I waited for him on his floor. ‘Yes, that’s perfect. Shall I pop in later this week, show you how to do it?’

He smiled at me, rubbing my arm. ‘I’d like that, thank you, Rebecca.’

‘Want me to take these inside for you?’ I asked, pointing at the shopping.

‘No, no, you leave them here on the doorstep. I can see you’re on your way out, I don’t want to keep you.’

I hesitated. ‘You’re sure you can manage?’

He waved me off. ‘I’ll be fine. You go and enjoy yourself now.’

‘I’m going for a run, Clive. Hardly riveting. But thanks,’ I said, starting off down the stairs again.

I looked up to see him bending down, hooking the handle of a bag over one frail wrist, bracing himself on the door frame just so that he could straighten up again.
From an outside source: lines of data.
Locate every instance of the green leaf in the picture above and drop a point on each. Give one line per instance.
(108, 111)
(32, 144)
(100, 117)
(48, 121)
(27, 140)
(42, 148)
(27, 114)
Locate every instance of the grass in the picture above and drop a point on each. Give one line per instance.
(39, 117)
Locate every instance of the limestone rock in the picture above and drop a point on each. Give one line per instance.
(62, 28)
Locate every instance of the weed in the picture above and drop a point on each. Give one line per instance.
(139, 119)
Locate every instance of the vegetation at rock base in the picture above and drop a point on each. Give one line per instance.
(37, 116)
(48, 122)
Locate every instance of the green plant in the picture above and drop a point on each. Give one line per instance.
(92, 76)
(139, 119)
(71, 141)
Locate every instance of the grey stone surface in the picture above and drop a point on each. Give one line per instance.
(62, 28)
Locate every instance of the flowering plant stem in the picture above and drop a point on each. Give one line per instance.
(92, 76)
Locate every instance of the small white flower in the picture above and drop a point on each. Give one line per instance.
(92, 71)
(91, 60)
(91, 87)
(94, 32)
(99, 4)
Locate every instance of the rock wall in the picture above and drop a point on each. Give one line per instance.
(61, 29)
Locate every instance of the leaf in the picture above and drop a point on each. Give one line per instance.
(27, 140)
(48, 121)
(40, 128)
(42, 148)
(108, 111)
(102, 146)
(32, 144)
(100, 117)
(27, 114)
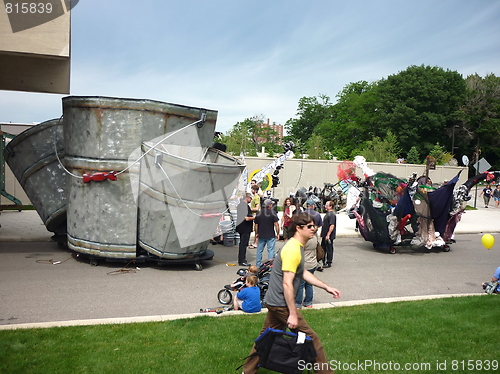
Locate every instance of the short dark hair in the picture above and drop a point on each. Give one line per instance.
(299, 219)
(252, 279)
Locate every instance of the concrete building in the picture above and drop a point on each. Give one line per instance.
(35, 46)
(278, 138)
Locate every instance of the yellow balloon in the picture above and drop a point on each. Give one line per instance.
(488, 240)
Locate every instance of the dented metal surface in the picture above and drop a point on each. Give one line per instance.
(181, 200)
(104, 134)
(32, 158)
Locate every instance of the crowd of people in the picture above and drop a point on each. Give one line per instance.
(292, 278)
(259, 215)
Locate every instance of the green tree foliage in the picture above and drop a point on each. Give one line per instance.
(315, 148)
(249, 136)
(438, 152)
(311, 111)
(419, 105)
(380, 150)
(352, 120)
(480, 118)
(413, 156)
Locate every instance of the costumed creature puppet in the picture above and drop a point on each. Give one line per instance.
(396, 212)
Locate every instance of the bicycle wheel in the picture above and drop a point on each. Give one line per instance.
(225, 297)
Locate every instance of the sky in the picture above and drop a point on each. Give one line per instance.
(254, 57)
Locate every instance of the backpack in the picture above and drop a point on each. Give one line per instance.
(490, 287)
(281, 350)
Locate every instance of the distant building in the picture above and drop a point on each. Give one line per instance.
(278, 138)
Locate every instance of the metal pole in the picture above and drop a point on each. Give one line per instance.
(477, 170)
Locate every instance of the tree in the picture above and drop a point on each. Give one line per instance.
(315, 148)
(413, 156)
(419, 105)
(352, 120)
(249, 136)
(378, 150)
(479, 118)
(310, 112)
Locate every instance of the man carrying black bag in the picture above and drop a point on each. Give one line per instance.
(288, 271)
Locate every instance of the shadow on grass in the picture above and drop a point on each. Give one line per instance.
(427, 332)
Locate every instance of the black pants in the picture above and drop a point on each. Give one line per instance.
(328, 247)
(242, 250)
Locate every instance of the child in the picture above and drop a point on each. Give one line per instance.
(248, 299)
(252, 270)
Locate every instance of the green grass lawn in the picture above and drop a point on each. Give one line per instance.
(431, 332)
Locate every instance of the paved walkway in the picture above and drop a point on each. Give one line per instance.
(27, 225)
(396, 277)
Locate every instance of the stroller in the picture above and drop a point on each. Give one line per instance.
(226, 297)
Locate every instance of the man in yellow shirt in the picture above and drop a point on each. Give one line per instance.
(288, 271)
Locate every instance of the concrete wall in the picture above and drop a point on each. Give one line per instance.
(304, 173)
(295, 174)
(35, 58)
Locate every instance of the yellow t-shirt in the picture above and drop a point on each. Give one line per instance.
(255, 201)
(291, 256)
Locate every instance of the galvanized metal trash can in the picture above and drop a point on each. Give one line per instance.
(182, 199)
(32, 157)
(101, 135)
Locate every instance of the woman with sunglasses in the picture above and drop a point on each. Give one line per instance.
(311, 265)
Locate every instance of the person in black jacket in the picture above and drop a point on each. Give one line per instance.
(244, 228)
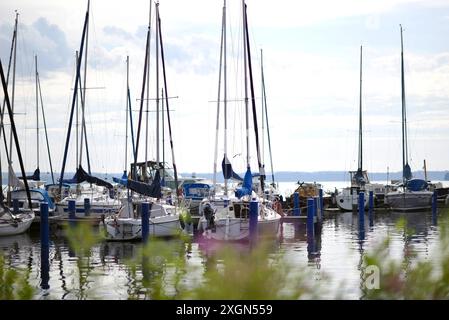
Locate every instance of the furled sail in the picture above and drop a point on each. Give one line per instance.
(228, 172)
(123, 180)
(247, 185)
(13, 180)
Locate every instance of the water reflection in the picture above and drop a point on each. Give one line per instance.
(123, 270)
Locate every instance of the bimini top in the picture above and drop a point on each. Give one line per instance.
(416, 185)
(81, 176)
(196, 191)
(36, 194)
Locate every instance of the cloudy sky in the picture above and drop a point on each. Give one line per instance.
(311, 64)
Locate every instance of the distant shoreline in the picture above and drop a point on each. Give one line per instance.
(281, 176)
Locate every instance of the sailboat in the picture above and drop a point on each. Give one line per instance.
(98, 190)
(347, 199)
(227, 219)
(164, 218)
(12, 223)
(414, 194)
(38, 192)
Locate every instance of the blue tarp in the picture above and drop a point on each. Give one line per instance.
(246, 186)
(416, 185)
(196, 191)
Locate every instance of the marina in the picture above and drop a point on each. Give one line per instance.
(96, 201)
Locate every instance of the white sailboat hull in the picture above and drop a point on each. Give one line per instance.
(122, 229)
(236, 229)
(349, 202)
(409, 200)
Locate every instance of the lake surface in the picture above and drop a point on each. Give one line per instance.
(333, 261)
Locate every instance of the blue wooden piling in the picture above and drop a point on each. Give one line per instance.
(362, 210)
(296, 206)
(72, 212)
(315, 207)
(434, 206)
(45, 246)
(310, 218)
(44, 224)
(86, 207)
(371, 208)
(253, 219)
(145, 221)
(320, 193)
(15, 206)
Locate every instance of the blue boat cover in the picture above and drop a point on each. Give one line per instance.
(81, 176)
(151, 190)
(359, 177)
(123, 180)
(247, 185)
(36, 175)
(228, 173)
(196, 191)
(416, 185)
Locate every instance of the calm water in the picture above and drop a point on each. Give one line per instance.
(333, 261)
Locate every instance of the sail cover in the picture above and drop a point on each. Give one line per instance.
(228, 172)
(247, 185)
(151, 190)
(13, 180)
(123, 180)
(407, 172)
(81, 176)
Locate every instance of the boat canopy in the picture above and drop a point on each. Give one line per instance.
(151, 190)
(196, 191)
(81, 176)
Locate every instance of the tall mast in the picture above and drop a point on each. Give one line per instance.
(148, 92)
(14, 133)
(254, 110)
(13, 94)
(45, 128)
(175, 171)
(405, 166)
(157, 86)
(262, 148)
(142, 96)
(163, 136)
(37, 114)
(360, 164)
(217, 125)
(264, 95)
(246, 84)
(126, 111)
(77, 122)
(225, 92)
(75, 91)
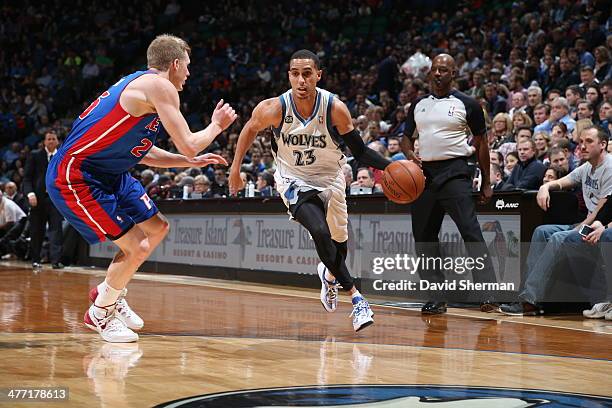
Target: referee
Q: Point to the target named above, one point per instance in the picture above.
(443, 121)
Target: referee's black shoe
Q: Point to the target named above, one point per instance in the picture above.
(434, 308)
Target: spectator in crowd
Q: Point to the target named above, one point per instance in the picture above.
(584, 110)
(520, 120)
(394, 149)
(534, 98)
(496, 157)
(602, 63)
(347, 170)
(595, 177)
(496, 177)
(42, 210)
(219, 186)
(559, 132)
(553, 173)
(365, 180)
(502, 130)
(529, 172)
(559, 112)
(559, 157)
(519, 104)
(511, 160)
(573, 94)
(542, 143)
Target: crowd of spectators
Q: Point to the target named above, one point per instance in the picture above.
(540, 69)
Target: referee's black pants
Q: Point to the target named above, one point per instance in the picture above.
(449, 191)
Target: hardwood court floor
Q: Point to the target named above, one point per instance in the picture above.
(205, 336)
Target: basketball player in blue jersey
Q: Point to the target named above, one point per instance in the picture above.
(89, 183)
(309, 124)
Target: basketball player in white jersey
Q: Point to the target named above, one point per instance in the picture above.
(309, 123)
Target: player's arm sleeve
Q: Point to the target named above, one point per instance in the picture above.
(410, 124)
(475, 118)
(28, 176)
(362, 153)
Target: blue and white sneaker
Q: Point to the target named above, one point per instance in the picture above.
(362, 314)
(329, 290)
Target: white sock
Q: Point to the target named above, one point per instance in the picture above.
(107, 295)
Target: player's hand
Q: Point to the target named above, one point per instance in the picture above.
(485, 194)
(32, 200)
(206, 159)
(224, 115)
(543, 198)
(235, 182)
(413, 157)
(595, 235)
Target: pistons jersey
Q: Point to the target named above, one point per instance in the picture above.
(105, 139)
(307, 149)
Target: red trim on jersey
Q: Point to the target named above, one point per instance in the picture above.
(108, 121)
(81, 190)
(79, 185)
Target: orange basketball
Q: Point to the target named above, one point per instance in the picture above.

I had a mixture of emotions when I saw elderly people. I used to feel resentful sometimes, that they’d lived to be eighty or ninety and other people hadn’t. But the older I got myself, the less I felt like that. In fact, I looked up to these people who had survived a whole lifetime and had lived through events that we could only imagine and continued on in spite of it all.

Outside, it had started raining, but not badly enough to give me an excuse not to go. I pulled up my hood and set off at a slow jog, warming up my limbs. I couldn’t stop thinking about Clive, hoping he was managing on his own, wondering whether I should have helped him unpack his bags. Next time I was at Greenhill Lodge, I’d pick him up a brochure. I knew the older generation found it hard to have to give up their independence, their homes, but he might like it there, hosting poker nights in the games room, or whatever. Getting involved with all the activities. And Nan would love him.